Myriad studies have been done-- prospective, large scale,  
longitudinal-- that have looked at this, and they have controlled for  
potential confounders.	My silence on this matter is not because you  
stumped me-- i'm just knee-deep in deadlines.
So no conclusions yet!

On Sep 4, 2007, at 8:04 PM, Daniel Reeves wrote:

> This is what is so awesome about improvetheworld.  These debates  
> actually *get* somewhere!  Seriously, I'm excited about this. :)
>
> Let's pause for a straw poll:
>   http://dreeves.wufoo.com/forms/mind-the-gap/
>
>
> --- \/   FROM James W Mickens AT 07.09.04 16:51 (Today)   \/ ---
>
>>> And I don't think you clarified what James is saying.  He said  
>>> that more real wealth to billionaires does directly hurt poor  
>>> people.  I'd like to hear the chain of causality he has in mind.
>>
>> According to Graham, "wealth is not money. Money is just a  
>> convenient way of trading one form of wealth for another. Wealth  
>> is the underlying stuff---the goods and services we buy." The  
>> underlying stuff, the goods and services, are constrained  
>> resources. For example, using a wealth resource in one way often  
>> prevents its use in a different way; real estate that is used to  
>> build a library can't be used to build a sports stadium. Wealth is  
>> also constrained by the rate at which it can be produced. There  
>> are a finite number of automobiles that can be produced per month.  
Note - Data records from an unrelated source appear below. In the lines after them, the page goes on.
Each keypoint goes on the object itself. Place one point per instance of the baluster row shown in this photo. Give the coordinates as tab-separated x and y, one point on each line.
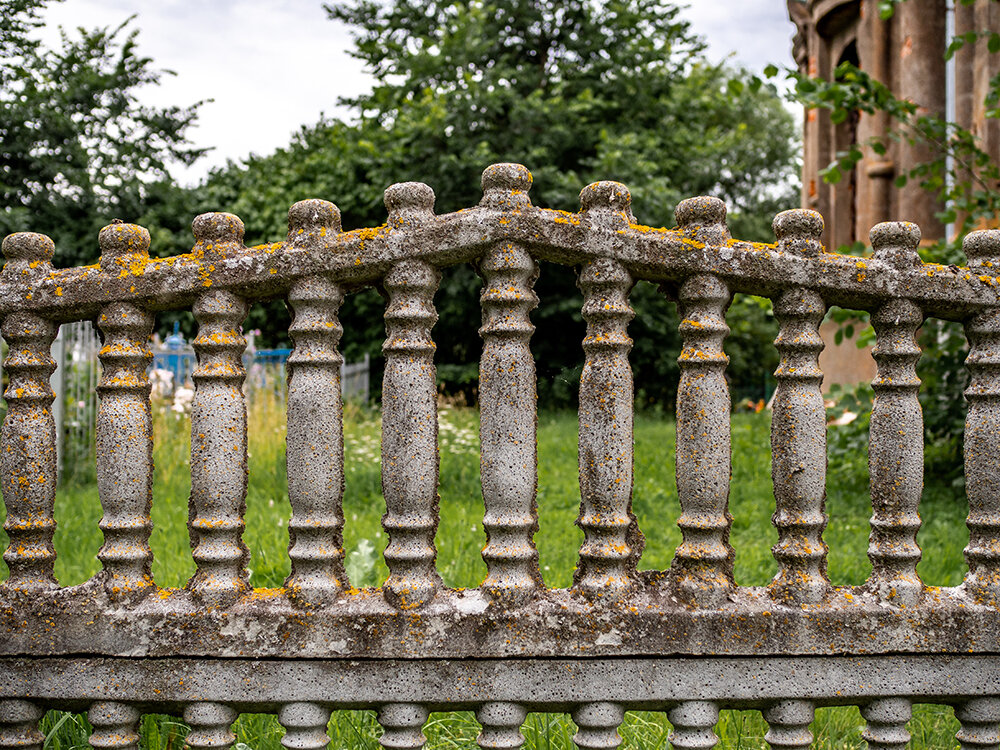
116	725
701	574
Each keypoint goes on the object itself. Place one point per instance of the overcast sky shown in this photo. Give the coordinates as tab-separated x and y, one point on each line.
271	66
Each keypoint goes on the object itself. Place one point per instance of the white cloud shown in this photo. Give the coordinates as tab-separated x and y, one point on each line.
271	66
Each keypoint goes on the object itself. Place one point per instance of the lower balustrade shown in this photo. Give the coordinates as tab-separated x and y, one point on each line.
209	694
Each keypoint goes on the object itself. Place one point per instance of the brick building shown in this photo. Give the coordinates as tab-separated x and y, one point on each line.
906	53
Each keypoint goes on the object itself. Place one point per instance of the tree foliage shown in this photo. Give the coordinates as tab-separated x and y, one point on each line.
77	149
965	178
576	91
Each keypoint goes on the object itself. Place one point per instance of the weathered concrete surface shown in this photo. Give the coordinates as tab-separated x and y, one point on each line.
619	639
555	685
461	624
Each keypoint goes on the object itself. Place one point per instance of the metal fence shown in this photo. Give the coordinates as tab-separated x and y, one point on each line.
688	641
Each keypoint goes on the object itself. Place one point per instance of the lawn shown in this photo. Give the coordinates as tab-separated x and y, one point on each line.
460	537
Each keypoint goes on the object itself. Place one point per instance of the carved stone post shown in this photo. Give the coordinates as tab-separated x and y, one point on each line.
401	726
788	725
409	413
507	402
982	459
211	726
19	725
896	441
702	570
116	726
28	461
315	437
305	726
612	540
219	425
887	719
124	429
597	725
501	724
798	426
694	725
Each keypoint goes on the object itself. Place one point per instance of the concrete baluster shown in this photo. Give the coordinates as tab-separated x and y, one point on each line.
597	726
507	402
694	725
19	725
982	457
612	539
896	432
116	726
219	424
887	719
980	724
315	430
28	461
211	726
788	725
501	724
401	726
798	426
702	570
124	428
305	726
409	413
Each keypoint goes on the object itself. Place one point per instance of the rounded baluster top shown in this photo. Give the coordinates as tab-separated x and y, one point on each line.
607	196
408	203
124	247
799	231
217	229
310	218
506	186
28	246
895	243
982	248
703	218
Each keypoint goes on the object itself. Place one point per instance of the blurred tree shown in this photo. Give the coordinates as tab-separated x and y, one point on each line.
76	147
577	91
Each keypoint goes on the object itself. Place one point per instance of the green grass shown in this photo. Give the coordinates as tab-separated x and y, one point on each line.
460	538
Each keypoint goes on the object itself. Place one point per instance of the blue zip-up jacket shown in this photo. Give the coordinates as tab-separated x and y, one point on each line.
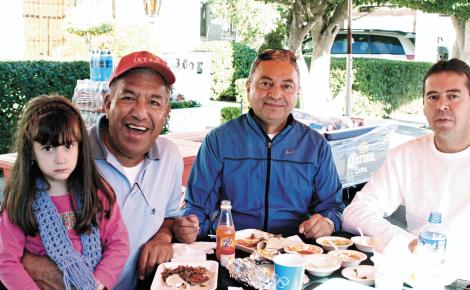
273	185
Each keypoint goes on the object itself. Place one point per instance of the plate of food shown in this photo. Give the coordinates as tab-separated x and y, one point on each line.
303	249
184	275
322	265
339	242
246	240
249	240
364	274
349	257
365	244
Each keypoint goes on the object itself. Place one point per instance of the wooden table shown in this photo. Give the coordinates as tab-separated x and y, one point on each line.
187	148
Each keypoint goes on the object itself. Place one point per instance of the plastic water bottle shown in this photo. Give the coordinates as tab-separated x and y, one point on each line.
225	234
108	65
94	65
432	244
102	65
88	98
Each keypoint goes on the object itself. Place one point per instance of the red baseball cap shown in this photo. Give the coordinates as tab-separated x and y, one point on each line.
143	59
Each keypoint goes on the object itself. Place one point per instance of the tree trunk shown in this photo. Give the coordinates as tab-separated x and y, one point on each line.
317	90
462	41
323	21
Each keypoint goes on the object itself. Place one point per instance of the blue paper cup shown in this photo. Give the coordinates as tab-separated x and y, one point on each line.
289	271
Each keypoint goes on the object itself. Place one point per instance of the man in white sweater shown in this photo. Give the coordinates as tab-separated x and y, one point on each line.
430	173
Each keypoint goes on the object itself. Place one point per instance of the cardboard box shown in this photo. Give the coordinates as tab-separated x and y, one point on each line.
358	157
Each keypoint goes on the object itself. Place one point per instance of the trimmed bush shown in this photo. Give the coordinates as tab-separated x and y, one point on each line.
230	61
229	113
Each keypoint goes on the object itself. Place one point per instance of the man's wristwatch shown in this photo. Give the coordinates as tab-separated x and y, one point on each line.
330	222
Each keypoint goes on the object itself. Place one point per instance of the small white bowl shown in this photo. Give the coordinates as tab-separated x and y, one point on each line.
364	274
322	265
340	243
303	249
364	243
349	258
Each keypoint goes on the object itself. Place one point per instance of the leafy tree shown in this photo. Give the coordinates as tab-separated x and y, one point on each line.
88	22
322	20
251	19
91	32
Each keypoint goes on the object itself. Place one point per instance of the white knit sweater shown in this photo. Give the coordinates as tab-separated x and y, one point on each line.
423	179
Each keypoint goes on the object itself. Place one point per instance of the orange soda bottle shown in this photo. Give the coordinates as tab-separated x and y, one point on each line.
225	234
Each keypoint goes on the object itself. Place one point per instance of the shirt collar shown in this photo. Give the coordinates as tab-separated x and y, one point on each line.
98	147
252	120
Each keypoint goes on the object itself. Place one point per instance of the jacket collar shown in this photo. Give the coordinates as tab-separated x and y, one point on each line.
253	121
>> There are a finite number of hours that doctors can spend treating  
>> patients. These figures may improve over time, but they will still  
>> be finite. This means that many types of wealth are scarce. Ergo,  
>> distribution matters. In particular, skewed wealth distributions  
>> directly hurt poor people because there is a finite amount of  
>> wealth for everyone to share, and giving a unit of wealth to one  
>> person is equivalent to taking it away from someone else. Thus,  
>> the Daddy Model of Wealth is not totally broken. Wealth is not  
>> money, but many types of wealth *are* constrained by natural limits.
>>
>> A society's wealth can grow over time, but it will never be	
>> infinite. Thus, there will never be enough wealth to maximize  
>> everyone's utility. But given diminishing utility returns on  
>> wealth accumulation, sound public policy should ensure that wealth  
>> imbalances do not grow too large.
>>
>> ~j
>>
>
> -- 
> http://ai.eecs.umich.edu/people/dreeves  - -	search://"Daniel Reeves"
>
>  "Everything that can be invented has been invented."
>    -- Charles H. Duell, Commissioner, U.S. Office of Patents, 1899.